Intel Puts Out DDX Support For Ivy Bridge

Written by Michael Larabel in Intel on 10 May 2011 at 02:08 AM EDT. Add A Comment
INTEL
Ivy Bridge is Intel's next-generation processor to succeed Sandy Bridge by the end of this calendar year. At the end of April there was the release of open-source Ivy Bridge for the DRM/KMS driver in the Linux kernel so that the support can land in advance of the hardware's availability. Just moments ago Intel has now pushed out the open-source DDX (X.Org driver) support for Ivy Bridge as well.

With most of the action now happening within the Linux kernel, landing Ivy Bridge support in the DDX driver is relatively trivial. In this Git commit that's just 32 lines long it provides initial support for Ivy Bridge. However, this just gets the display lit up and 2D blit acceleration. X Render acceleration is not up yet for Ivy Bridge.
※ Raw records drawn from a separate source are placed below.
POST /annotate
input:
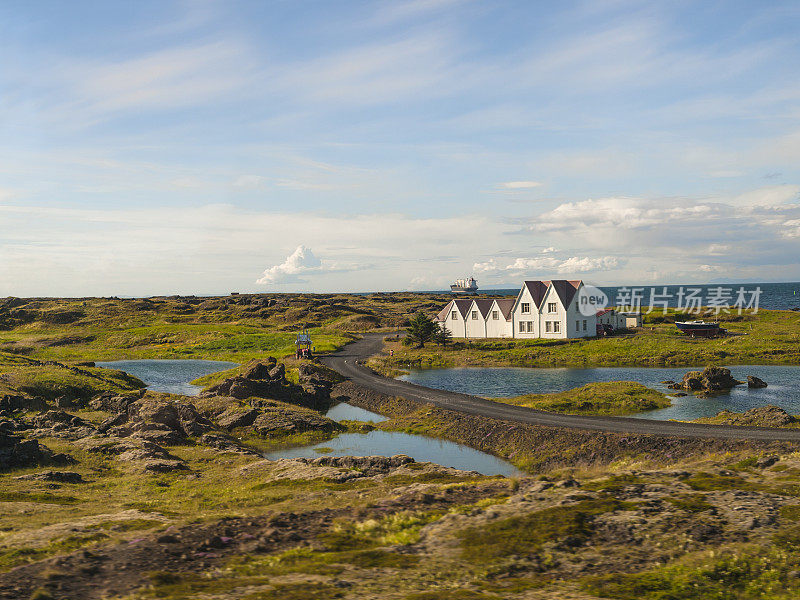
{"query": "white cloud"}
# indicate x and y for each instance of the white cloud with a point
(173, 77)
(723, 173)
(719, 249)
(299, 263)
(543, 264)
(251, 182)
(520, 185)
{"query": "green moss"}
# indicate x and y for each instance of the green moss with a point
(612, 483)
(692, 503)
(526, 534)
(398, 528)
(790, 512)
(38, 497)
(736, 573)
(452, 595)
(745, 463)
(602, 398)
(19, 556)
(706, 482)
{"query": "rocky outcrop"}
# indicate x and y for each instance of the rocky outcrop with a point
(761, 416)
(237, 416)
(225, 443)
(263, 379)
(114, 402)
(267, 379)
(284, 421)
(14, 402)
(61, 424)
(709, 380)
(141, 453)
(159, 420)
(341, 469)
(181, 417)
(16, 452)
(54, 477)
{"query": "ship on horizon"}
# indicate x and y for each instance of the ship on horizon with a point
(465, 285)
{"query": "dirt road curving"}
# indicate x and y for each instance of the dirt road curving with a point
(346, 362)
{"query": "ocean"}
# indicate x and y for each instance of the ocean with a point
(778, 296)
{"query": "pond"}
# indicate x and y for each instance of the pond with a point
(505, 382)
(171, 376)
(387, 443)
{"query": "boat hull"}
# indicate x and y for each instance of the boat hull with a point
(700, 329)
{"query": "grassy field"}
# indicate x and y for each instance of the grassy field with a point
(769, 337)
(205, 328)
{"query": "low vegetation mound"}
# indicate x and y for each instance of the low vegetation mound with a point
(709, 380)
(761, 416)
(604, 398)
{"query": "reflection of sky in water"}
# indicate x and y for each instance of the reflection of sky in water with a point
(420, 448)
(783, 381)
(344, 412)
(387, 443)
(171, 376)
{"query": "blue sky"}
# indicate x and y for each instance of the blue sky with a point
(206, 147)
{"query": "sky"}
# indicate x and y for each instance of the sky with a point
(204, 147)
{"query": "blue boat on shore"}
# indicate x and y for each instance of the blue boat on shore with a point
(700, 328)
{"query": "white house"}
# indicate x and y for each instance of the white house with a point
(454, 316)
(542, 309)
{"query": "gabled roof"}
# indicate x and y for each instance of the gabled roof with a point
(506, 305)
(442, 316)
(484, 305)
(565, 289)
(537, 290)
(463, 306)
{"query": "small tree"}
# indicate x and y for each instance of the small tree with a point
(443, 336)
(421, 330)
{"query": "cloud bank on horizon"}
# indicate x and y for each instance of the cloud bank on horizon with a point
(172, 147)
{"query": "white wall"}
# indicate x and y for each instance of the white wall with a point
(574, 314)
(530, 317)
(476, 326)
(455, 325)
(497, 327)
(558, 316)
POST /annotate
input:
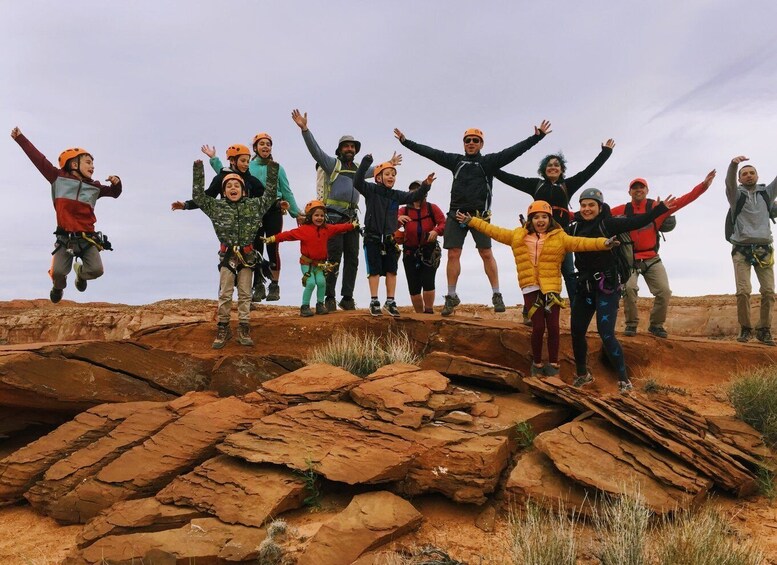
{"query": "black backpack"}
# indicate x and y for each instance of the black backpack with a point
(732, 218)
(667, 225)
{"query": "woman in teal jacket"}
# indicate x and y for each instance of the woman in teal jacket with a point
(273, 176)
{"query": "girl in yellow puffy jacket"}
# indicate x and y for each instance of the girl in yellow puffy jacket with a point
(539, 249)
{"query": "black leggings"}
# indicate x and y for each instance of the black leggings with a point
(605, 306)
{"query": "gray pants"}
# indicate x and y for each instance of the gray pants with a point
(62, 262)
(226, 290)
(654, 273)
(742, 279)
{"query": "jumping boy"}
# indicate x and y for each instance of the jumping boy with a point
(236, 218)
(380, 222)
(74, 194)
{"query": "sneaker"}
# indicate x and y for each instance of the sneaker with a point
(223, 335)
(745, 335)
(258, 293)
(56, 295)
(498, 302)
(625, 387)
(658, 331)
(244, 335)
(583, 380)
(80, 283)
(764, 335)
(450, 305)
(273, 291)
(391, 308)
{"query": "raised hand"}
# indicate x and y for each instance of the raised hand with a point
(543, 128)
(300, 119)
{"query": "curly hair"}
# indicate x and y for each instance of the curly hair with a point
(544, 163)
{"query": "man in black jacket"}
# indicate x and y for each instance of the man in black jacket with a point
(473, 175)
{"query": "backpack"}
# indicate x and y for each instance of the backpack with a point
(731, 219)
(668, 224)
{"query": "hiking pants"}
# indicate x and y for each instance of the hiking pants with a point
(62, 263)
(654, 273)
(227, 280)
(343, 248)
(540, 319)
(766, 281)
(605, 306)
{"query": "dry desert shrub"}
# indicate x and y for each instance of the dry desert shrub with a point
(362, 354)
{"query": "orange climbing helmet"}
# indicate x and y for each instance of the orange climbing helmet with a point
(71, 153)
(236, 150)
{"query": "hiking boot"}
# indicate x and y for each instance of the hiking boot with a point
(258, 293)
(391, 308)
(244, 335)
(658, 331)
(745, 335)
(223, 335)
(273, 291)
(80, 283)
(450, 305)
(498, 302)
(764, 335)
(56, 295)
(583, 380)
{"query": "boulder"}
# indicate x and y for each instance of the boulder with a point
(237, 492)
(369, 521)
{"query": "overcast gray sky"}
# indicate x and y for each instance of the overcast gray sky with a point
(681, 86)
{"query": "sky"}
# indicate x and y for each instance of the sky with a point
(682, 87)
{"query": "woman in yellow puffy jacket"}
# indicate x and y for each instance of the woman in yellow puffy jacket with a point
(539, 249)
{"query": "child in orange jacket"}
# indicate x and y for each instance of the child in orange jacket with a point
(539, 249)
(313, 236)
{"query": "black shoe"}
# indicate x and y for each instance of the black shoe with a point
(745, 335)
(450, 305)
(305, 311)
(258, 293)
(55, 295)
(658, 331)
(391, 308)
(764, 335)
(498, 302)
(80, 283)
(273, 292)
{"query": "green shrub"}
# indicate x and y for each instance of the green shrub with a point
(362, 354)
(754, 396)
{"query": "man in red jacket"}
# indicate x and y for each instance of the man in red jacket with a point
(646, 259)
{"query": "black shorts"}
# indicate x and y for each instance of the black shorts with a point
(381, 258)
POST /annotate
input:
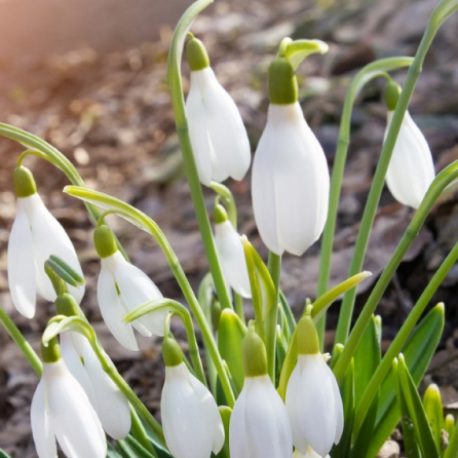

Fortunately, the xf86-video-intel driver release schedule is under Intel's control and is something they push quarterly. This should give them time for the xf86-video-intel 2.16 and 2.17 releases to iron out the DDX support and for the driver to land in mainstream distributions before the hardware is actually shipping. On the kernel side the support is in Linux 2.6.40 and will likely be further refined in the Linux 2.6.41 kernel, which is likely what will be found in Fedora 16, Ubuntu 11.10, etc.

Intel hasn't yet landed any OpenGL acceleration support for Ivy Bridge, but you can expect them to update their classic Mesa driver in due time (don't expect them to move over to a Gallium3D-based architecture in the near future).